Experts say the automatic exchange of tax information between Ukraine and the EU will provide additional opportunities to address the hiding of income in other countries and tax evasion.
"According to our estimates, just this year, over 33 billion UAH were moved out from Ukrainian taxation to offshores and low-tax jurisdictions. We welcome the ambitious and comprehensive BEPS Plan. Ukraine is ready to join its implementation,” Klimenko said.
Experts note that in addition to the global fight against hiding income, Ukraine is preparing a roadmap for joining the EU conventions "On simplification of formalities in trade of goods" and "On procedure of common transit."
At the meeting with the EU Commissioner Klimenko also said that Ukraine had adopted and started the implementation of Law on transfer pricing, which is aimed against hiding of income abroad and tax evasion in the country of revenue.
More taxes were collected this year as GDP fell than last year. The tax revenues helped to stabilize positive economic trends, providing VAT refunds ahead of business demand. As of Oct. 1, 2013, companies applied for refund of 39 billion UAH, while VAT was refunded to the amount of nearly 42.8 billion UAH. Eompanies with European capital have been repaid 14.7 billion UAH. This is up 50%, year-on-year. Half of reimbursement (7.3 billion UAH) was received automatically by companies with European investments.
Experts say the Law on transfer pricing, which was adopted and came into force, provides for state control over pricing of export-import transactions made by large taxpayers and eliminated their opportunity to hide income in low taxation countries. The document was drafted and submitted for discussion of business circles back in December 2012 by the Ministry of Revenue and Price Waterhouse Cooper's Company.
The Law on transfers will contribute to fight against one of major ways to minimize taxation, which is used to transfer about 100 billion UAH annually from Ukrainian taxation. First of all, this is done via sale of domestic products at reduced price and to related entities (i.e., basically, within one financial-industrial group) to countries with lower tax burden than in Ukraine. As a result, state budget does not receive 20-25 billion UAH annually.

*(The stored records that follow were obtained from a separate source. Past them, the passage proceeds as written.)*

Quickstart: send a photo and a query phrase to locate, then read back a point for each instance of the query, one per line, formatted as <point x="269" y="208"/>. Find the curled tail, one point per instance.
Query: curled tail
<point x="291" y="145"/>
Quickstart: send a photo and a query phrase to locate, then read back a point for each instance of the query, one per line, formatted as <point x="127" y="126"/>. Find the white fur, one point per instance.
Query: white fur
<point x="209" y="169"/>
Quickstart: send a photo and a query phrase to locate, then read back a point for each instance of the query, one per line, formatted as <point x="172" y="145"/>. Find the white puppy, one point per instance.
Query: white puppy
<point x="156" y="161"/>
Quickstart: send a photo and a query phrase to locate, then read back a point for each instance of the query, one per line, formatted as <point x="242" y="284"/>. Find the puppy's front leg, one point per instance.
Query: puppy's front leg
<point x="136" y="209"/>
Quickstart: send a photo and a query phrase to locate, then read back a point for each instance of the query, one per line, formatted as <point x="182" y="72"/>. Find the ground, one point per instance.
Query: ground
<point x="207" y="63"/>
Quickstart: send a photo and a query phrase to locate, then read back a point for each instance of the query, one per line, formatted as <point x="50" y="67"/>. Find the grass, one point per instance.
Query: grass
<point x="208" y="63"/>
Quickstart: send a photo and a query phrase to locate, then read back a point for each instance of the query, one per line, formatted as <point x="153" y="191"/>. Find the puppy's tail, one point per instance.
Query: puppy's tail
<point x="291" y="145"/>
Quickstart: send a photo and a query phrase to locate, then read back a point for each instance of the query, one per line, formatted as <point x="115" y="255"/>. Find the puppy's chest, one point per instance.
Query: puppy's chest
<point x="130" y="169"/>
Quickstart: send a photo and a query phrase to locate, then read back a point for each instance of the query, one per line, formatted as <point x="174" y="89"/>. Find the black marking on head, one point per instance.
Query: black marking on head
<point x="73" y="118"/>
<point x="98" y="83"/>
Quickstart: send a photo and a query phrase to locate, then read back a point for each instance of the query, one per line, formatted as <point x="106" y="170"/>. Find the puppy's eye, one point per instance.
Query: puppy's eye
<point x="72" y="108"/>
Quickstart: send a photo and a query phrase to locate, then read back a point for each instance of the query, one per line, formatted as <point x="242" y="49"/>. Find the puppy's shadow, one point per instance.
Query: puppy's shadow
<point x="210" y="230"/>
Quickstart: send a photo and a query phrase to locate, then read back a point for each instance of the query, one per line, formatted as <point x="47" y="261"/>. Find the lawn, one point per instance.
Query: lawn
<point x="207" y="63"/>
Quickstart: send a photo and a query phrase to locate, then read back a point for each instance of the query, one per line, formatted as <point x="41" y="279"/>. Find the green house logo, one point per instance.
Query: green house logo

The new law will all authorities to collect up to 20 billion UAH in additional taxes (within three years), while establishing an efficient system of transfer pricing control nationwide.
Government analysts say Ukraine has taken other steps, agreeing on measures to improve transparency and financial security. Talks are underway to exchange data with several offshore jurisdictions, including Belize, British Virgin Islands, Bermuda, Aruba, etc. is being set up.